Kiss My Camera V019 Crime New ✔ < TRENDING >
What makes this crime “new”? Traditional crime—murder, theft, assault—requires a victim, a perpetrator, and a physical space. Crime New operates in the digital ether. It includes doxxing, deepfakes, non-consensual image sharing, and algorithmic bias.
Kiss My Camera v019 suggests that the camera itself has become the locus of this new criminality. Consider the following modern offenses depicted metaphorically in the work: kiss my camera v019 crime new
The piece offers no catharsis. Unlike a noir film where the detective solves the case, v019 leaves the viewer staring at a broken, iterative image, realizing that the crime is ongoing and the camera is still clicking. What makes this crime “new”

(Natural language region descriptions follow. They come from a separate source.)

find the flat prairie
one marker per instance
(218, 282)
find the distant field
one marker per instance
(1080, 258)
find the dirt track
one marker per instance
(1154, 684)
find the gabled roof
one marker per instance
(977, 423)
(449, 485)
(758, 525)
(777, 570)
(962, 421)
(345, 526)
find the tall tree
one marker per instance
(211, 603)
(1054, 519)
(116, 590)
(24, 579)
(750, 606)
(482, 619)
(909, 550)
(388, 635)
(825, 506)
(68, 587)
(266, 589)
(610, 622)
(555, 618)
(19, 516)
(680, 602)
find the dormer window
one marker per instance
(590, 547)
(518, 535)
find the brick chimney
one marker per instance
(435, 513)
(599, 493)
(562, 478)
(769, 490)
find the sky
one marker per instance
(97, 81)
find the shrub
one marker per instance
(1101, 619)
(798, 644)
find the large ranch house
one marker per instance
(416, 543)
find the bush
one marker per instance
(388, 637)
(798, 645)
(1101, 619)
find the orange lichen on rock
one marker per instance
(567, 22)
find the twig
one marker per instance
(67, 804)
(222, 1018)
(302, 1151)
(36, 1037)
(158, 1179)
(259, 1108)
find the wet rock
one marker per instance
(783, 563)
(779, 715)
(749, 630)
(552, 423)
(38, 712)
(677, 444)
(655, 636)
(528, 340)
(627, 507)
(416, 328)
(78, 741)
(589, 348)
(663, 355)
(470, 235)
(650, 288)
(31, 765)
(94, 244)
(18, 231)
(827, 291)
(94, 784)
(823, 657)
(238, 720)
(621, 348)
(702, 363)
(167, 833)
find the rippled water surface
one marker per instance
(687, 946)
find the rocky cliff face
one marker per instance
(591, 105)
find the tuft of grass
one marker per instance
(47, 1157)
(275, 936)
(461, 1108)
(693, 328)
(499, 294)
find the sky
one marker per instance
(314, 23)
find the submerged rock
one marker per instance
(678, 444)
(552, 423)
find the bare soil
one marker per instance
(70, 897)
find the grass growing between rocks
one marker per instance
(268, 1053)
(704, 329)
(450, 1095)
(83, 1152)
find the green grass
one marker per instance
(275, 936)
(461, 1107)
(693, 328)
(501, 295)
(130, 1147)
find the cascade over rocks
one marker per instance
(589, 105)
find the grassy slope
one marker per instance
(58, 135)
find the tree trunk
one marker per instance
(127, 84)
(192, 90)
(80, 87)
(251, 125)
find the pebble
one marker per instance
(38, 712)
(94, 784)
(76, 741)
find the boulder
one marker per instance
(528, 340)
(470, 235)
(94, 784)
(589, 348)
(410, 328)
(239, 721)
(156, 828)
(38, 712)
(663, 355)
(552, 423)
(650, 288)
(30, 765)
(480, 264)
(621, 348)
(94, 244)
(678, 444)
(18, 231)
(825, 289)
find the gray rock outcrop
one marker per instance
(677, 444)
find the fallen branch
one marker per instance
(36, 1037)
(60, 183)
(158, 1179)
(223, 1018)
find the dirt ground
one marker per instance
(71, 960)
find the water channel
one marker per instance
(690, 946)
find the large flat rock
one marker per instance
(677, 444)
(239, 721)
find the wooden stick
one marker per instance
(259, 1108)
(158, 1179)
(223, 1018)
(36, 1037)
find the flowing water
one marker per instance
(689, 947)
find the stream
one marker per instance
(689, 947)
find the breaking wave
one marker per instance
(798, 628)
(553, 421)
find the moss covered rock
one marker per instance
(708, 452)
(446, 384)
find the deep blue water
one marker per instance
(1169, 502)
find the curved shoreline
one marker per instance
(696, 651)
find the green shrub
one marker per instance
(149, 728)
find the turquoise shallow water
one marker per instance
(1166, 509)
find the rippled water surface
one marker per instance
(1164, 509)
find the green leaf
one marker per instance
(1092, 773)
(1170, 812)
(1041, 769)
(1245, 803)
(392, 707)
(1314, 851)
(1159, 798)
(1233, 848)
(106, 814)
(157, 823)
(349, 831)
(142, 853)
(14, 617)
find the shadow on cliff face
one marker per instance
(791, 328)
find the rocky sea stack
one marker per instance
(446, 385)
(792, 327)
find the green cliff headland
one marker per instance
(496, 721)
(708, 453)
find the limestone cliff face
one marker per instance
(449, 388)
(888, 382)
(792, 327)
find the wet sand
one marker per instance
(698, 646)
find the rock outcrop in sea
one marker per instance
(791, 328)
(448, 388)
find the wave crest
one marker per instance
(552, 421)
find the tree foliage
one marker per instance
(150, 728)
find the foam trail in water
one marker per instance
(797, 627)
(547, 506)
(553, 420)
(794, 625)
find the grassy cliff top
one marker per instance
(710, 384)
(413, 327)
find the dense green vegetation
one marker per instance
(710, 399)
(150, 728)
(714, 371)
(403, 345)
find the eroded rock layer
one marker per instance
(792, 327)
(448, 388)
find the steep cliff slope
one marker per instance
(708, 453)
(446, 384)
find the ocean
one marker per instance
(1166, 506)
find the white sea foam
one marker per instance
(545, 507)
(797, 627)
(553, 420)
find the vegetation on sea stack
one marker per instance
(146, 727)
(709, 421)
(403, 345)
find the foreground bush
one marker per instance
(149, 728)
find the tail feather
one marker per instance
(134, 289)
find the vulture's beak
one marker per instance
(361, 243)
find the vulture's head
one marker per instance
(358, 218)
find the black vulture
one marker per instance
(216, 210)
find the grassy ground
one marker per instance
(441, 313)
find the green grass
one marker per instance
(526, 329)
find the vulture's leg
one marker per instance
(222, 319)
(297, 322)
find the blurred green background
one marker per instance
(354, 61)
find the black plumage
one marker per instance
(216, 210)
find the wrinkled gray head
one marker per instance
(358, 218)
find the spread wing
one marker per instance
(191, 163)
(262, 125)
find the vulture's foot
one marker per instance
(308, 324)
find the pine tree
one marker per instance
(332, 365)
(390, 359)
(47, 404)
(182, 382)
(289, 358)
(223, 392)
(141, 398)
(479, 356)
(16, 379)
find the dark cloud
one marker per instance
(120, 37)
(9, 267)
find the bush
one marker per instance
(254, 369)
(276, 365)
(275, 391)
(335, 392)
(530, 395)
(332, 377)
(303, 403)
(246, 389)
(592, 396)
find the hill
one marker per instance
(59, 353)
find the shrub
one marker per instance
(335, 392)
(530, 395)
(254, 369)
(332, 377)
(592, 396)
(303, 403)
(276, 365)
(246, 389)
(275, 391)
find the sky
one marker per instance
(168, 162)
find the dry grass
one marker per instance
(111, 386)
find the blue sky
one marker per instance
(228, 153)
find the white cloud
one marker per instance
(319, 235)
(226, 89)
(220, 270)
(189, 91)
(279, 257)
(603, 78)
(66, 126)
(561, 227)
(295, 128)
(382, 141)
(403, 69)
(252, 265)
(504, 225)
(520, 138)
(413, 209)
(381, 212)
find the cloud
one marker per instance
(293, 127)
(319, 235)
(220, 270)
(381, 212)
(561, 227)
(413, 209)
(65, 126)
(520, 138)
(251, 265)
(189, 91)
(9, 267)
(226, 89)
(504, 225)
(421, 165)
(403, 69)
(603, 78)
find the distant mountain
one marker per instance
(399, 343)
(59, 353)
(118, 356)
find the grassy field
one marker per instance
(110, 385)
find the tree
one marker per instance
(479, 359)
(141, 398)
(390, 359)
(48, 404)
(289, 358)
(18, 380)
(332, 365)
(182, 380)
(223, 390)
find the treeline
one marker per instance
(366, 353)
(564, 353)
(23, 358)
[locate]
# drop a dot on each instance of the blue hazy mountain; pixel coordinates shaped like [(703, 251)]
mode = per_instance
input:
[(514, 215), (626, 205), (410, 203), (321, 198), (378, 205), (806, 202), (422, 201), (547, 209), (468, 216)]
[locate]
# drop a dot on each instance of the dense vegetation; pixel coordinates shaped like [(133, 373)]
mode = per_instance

Tagline: The shutter doesn’t blink. Neither should you. The piece offers no catharsis
The “v019” designation is crucial. It implies that this is not a singular masterpiece, but an iteration in a series of failures. Version 0.19 is an update that is still in beta—unstable, prone to error. Visually, one imagines the piece employs corrupted JPEGs, pixelation, or data moshing. The “crime” is not just the subject matter, but the degradation of the image itself.
Here, the artist echoes the theories of Hito Steyerl regarding the poor image. A low-resolution, glitched photograph is no longer a window to the past; it is a material object that has been compressed, shared, and broken. The “New Crime” is the crime against resolution. When a camera kisses reality, it steals a piece of data. But in v019, the data is corrupted. The evidence is unreliable. This creates a disturbing loop: the camera is both the weapon and the false witness.